Article BY PROFESSOR SANJAY ANAND,
Chairman of the SOX Institute, The GRC Group
Since 1981, there have been over 114,000 new governmental regulations written in the United States. Most of the regulations passed in the last decade have an IT impact and are industry specific: well-known examples include Sarbanes-Oxley (SOX) Act of 2002, Federal Rules of Civil Procedure (FRCP), Health Insurance Portability and Accountability (HIPAA) Act of 1996, and Gramm-Leach-Bliley Financial Services Modernization Act (GLBA) of 1999.

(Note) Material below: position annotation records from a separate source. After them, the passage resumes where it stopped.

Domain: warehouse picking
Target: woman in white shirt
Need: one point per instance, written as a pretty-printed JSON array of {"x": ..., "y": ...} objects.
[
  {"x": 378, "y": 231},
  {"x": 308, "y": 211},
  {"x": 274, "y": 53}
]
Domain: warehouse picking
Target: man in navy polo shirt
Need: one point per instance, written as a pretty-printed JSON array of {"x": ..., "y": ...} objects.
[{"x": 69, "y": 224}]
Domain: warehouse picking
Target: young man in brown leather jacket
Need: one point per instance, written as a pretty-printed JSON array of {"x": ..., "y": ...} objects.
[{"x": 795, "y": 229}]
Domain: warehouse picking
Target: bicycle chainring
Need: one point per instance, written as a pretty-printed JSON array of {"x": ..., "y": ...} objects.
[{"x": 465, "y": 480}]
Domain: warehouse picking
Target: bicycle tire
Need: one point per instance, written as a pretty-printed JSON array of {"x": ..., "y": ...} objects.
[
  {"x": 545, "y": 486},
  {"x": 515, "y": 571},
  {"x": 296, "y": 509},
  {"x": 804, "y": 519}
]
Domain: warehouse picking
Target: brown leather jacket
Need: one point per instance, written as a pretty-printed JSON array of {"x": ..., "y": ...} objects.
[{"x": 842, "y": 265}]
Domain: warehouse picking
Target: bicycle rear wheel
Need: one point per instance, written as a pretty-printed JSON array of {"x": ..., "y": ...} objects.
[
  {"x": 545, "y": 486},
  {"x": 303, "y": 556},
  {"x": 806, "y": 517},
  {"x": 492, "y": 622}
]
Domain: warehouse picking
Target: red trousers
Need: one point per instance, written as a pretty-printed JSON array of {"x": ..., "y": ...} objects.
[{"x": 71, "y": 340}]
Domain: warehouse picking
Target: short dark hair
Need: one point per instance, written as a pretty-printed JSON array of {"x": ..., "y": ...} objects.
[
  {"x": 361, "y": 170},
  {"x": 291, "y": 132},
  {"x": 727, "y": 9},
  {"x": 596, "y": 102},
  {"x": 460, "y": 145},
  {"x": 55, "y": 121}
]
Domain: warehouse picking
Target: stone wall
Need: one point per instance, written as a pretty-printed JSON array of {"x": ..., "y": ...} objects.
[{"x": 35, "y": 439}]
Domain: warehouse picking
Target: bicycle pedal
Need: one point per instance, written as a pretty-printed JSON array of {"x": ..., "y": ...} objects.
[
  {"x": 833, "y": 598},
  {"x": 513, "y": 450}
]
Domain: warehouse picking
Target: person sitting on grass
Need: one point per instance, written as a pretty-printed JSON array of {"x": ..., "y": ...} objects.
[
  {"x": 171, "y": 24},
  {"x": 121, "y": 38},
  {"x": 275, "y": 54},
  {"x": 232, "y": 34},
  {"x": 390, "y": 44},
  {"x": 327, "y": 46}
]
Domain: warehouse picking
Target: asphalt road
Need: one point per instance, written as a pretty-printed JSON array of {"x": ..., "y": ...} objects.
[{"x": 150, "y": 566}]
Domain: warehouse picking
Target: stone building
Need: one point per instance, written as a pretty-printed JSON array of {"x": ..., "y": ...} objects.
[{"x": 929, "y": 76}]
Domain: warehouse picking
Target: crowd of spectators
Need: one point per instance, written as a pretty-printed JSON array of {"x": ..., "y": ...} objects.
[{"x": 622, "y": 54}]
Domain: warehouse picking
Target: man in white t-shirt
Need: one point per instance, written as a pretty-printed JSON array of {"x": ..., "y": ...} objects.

It's a regulatory jungle out there. When it comes to sorting them out, too often there is not enough cross-expertise among compliance, risk, governance, operations, technology, finance, accounting, and audit personnel. There are literally hundreds of thousands of regulations, and no single organization can keep track of all of them without strategic, integrated and thoughtfully planned Government, Risk, and Corporate compliance (GRC) programs that include automation. Combine all these factors with a traditional mentality of silo'd GRC procedures and manual support processes, and you get an alphabet soup of compliance that no one is comfortable with.
Every federal and public company in the world's industrialized nations face the same regulatory and compliance challenges: quality management, quality improvement, governance and risk management, information management, and project management. Organizations that are either beginning a GRC program or is tuning their existing one will experience a series of common pitfalls, and will need a plan for overcoming them.